Anal Cancer Rates Appear to Be On the Rise in the U.S.

The number of people in the United States with anal cancer has tripled since the 1970s, according to the results of a study published in the Journal of Clinical Oncology.

Anal cancer is an uncommon type of cancer that occurs in the anal canal, the opening at the end of the rectum. The rate of anal cancer in the United States has been rising since 1940. The most common type of anal cancer is squamous cell carcinoma of the anal canal (SCCA), which accounts for about 85 percent of cases.

Some groups are at a higher risk of developing anal cancer, including gay men, individuals with multiple sex partners over their lifetime, individuals with genital warts, and those who have had anal intercourse. Infection with the human papillomavirus (HPV) is one of the major risk factors for anal cancer and in fact, is estimated to cause about 85 percent of all anal cancer cases. Individuals with compromised immune systems—including those with HIV—are at a higher risk of developing HPV, and subsequently HPV-related cancers.

Using data from the National Cancer Institute’s Surveillance, Epidemiology, and End Results (SEER) database, researchers found that the rate of anal cancers went from approximately one person per 100,000 between 1973 and 1996 to three per 100,000 between 1997 and 2009. They identified 11,231 cases of SCCA between 1973 and 2009 and analyzed the trends among these cases. They observed a large rise in incidence in 1997. In the 23 years prior to 1997, 4,224 people were diagnosed, whereas 7,007 people were diagnosed in the 13 years following 1997. Anal cancer rates rose for both genders, but more dramatically for men. Rates for both SCCA and anal carcinoma in situ (CIS) rose, whereas rates for adenocarcinoma remained stable.

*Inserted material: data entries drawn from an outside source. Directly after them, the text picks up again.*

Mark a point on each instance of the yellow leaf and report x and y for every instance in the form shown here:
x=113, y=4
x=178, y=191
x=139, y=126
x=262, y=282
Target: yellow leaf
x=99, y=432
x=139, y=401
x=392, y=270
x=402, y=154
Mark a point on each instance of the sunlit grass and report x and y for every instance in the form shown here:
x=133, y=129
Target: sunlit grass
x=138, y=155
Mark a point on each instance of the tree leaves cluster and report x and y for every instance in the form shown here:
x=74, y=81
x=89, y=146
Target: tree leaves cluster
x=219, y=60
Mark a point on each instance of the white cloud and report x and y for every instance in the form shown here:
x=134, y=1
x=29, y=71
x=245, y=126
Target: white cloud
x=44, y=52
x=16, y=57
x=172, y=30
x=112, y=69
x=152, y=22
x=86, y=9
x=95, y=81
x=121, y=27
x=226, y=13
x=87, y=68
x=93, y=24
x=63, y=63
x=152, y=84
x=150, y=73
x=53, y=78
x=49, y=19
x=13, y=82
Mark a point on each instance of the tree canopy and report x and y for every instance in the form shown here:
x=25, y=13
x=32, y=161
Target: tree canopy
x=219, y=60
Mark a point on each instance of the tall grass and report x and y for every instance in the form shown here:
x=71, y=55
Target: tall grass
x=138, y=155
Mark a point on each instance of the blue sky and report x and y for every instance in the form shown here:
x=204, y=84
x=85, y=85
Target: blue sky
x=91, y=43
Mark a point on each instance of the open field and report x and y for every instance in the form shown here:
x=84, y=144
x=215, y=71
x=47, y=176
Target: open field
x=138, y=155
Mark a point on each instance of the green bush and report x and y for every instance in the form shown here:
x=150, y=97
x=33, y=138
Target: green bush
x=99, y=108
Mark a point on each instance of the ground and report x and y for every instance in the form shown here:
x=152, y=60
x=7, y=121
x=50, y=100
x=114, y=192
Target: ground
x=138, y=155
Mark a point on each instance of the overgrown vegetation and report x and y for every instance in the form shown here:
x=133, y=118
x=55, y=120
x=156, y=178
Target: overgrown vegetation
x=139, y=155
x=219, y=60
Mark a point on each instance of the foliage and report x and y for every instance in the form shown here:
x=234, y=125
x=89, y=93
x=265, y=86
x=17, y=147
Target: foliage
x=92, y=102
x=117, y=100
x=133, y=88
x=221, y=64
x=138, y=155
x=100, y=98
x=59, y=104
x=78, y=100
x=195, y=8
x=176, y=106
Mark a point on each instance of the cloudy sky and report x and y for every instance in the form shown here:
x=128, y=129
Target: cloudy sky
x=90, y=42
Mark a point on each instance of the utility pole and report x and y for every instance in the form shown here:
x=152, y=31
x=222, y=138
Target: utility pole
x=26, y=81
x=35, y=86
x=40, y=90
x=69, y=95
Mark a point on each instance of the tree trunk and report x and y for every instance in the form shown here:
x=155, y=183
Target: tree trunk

The researchers concluded that the incidence of SCCA and CIS increased dramatically after 1997 for both men and women, although men were more likely to be diagnosed with CIS. They speculated that the increase could be the result of more available screening and an increased effort to identify high-risk individuals who may benefit from screening.

Reference:

Nelson RA, Levine AM, Bernstein L, et al. Changing patterns of anal canal carcinoma in the United States. Journal of Clinical Oncology. 2013; 31(12): 1569-1575.